The Great Smoky Mountain Journal

Staff Reports

Posted: Monday, January 01, 2018 12:25 PM

Kentucky Sen. Rand Paul Does Not Think McConnell Has Votes For Health Care Overhaul

Kentucky Sen. Rand Paul said Sunday he doesn’t think Senate Majority Leader Mitch McConnell has enough votes to pass his overall ObamaCare bill, but suggested that the GOP-controlled chamber could still pass a more conservative measure.

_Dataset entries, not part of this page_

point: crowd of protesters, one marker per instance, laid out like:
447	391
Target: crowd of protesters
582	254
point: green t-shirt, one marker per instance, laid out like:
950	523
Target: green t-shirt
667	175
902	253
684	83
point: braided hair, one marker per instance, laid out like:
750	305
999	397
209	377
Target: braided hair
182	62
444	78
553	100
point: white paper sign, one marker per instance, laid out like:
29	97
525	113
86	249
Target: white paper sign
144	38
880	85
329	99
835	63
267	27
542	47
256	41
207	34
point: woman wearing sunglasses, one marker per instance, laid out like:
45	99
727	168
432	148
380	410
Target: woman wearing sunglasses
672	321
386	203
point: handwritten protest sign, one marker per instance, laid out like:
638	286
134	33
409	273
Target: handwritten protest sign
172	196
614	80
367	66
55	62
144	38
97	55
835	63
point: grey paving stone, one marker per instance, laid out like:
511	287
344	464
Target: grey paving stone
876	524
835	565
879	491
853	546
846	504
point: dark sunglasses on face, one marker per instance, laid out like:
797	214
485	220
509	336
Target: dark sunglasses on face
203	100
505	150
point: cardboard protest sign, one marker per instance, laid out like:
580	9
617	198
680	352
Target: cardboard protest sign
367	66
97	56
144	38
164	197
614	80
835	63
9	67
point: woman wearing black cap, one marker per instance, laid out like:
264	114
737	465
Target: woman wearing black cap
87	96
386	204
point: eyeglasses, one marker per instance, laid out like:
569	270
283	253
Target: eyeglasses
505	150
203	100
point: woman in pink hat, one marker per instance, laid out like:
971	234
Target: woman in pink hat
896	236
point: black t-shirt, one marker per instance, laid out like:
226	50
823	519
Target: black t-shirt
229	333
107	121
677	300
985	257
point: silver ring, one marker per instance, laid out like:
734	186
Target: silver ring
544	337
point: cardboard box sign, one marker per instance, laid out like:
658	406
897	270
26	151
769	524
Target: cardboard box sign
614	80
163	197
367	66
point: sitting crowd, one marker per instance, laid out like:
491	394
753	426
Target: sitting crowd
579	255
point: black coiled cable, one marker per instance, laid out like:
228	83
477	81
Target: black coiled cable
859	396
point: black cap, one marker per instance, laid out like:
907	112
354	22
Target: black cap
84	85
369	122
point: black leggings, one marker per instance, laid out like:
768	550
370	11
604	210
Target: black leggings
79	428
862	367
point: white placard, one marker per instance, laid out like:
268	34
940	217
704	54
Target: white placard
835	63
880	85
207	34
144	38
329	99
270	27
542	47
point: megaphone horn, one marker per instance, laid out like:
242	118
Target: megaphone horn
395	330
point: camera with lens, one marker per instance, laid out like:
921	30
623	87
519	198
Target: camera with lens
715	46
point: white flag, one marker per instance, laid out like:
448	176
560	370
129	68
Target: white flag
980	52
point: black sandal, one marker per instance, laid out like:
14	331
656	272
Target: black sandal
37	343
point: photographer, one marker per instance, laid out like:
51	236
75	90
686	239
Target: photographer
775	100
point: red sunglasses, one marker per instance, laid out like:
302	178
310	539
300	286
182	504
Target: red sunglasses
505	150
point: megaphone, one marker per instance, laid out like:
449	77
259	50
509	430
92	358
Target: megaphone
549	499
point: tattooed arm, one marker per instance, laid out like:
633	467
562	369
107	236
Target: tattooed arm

"I don’t think he does” have the votes, the Kentucky Republican and Tea Party conservative told “Fox News Sunday.” “We won four elections on repealing ObamaCare … but this doesn’t.”

Paul is one of two Republican senators who publicly does not support the measure, arguing largely that it gives too much subsidy money to health insurance companies in the ObamaCare program.

“That is not a Republican idea, to give taxpayer money to a private industry,” Paul, a doctor, said about the bill's so-called “temporary stabilization fund” that is now at about $200 billion.

McConnell had scheduled a key vote this week on the legislation. But on Saturday night he postponed the vote, following Arizona GOP Sen. John McCain announcing that he had surgery to remove a blood clot near is eye and that he needs about a week to recover.

Without McCain’s vote, McConnell likely couldn’t get 50 “yeahs” from the chamber's 52 senators to pass the bill.